Two daytime soap operas slated for cancellation have found an afterlife on the Internet, as more companies splash out big dollars for original programming on the Web.
Walt Disney Co.’s ABC said Thursday that it has licensed “All My Children” and “One Life to Live” to Prospect Park, a production company co-founded by a former Disney executive. Prospect Park plans to distribute the decades-old shows, which ABC is taking off the air in coming months, over the Web and Internet-connected televisions.
The deal gives Prospect Park exclusive rights to the two shows for more than a decade, and pays Disney millions of dollars a year in royalties for as long as the shows are produced, according to people familiar with the terms.
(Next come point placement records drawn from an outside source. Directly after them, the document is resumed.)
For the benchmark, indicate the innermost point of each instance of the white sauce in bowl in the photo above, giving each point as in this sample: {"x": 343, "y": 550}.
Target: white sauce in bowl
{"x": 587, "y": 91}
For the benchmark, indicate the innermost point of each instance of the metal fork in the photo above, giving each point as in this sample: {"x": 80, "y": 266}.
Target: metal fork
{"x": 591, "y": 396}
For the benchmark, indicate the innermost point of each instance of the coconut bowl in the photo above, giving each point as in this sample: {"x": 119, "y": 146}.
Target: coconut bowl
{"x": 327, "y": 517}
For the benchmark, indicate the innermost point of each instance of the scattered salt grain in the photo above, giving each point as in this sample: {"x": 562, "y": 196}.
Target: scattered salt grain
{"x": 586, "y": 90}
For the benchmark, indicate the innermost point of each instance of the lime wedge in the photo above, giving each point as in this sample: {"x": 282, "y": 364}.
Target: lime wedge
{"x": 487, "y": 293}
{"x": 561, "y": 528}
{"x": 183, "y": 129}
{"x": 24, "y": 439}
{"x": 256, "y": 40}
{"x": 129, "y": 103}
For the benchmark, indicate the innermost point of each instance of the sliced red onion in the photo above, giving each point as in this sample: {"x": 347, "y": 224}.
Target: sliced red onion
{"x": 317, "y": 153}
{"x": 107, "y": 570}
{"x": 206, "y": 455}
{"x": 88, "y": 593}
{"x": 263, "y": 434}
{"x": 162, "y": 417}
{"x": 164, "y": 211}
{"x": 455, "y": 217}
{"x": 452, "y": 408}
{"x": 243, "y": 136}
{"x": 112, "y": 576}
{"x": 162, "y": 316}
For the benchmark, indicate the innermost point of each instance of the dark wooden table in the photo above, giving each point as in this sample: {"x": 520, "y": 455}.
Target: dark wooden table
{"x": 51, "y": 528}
The new deal offers a reprieve for the ailing daytime soap-opera genre, which predates the medium of television but has seen its audience shrink precipitously in the last two decades. CBS Corp. in recent seasons ended “Guiding Light” and “As the World Turns” after decades on the air. ABC’s move to end two more daytime soaps was going to leave the genre with just four remaining examples.
Prospect Park’s move to buy the shows is a gamble on the growing–but still relatively small–world of producing original, scripted content online. Earlier this year, Netflix Inc. struck a lucrative deal to buy exclusive rights to a new TV series starring Kevin Spacey. Other companies including Yahoo Inc. and AOL Inc. are also ramping up their efforts to make original web shows.
Prospect Park says that it aims to keep producing the shows, which currently air hour-long episodes five days a week, at the same “format and length,” although a person familiar with the deal said the production budget would be somewhat lower after subtracting ABC’s royalties.  Prospect Park is just beginning the process of meeting with actors and others involved with the soaps to work out whether they will stay on board, the person added.

Producers could sell the shows as an online subscription to consumers, the person familiar with the plans said. They are also exploring advertising sales and sponsorships or product-placement deals, the person added.
Talks to resurrect the two soaps began in May, less than a month after Disney announced it was axing them. At the same time as negotiations proceeded, soap-opera fans mounted various efforts to save the cancelled series, including an effort to collect mail-in coupons aimed at proving that demand for the shows is  greater than Nielsen Co. ratings suggest. But not all fans are happy with the outcome, arguing that online-only access would exclude soap opera fans who don’t use the Internet.
Flo DiBona, a consultant and soap activist who has been watching “All My Children” for decades described it as “an unacceptable solution,” adding it “would eliminate the ability of millions to see these shows.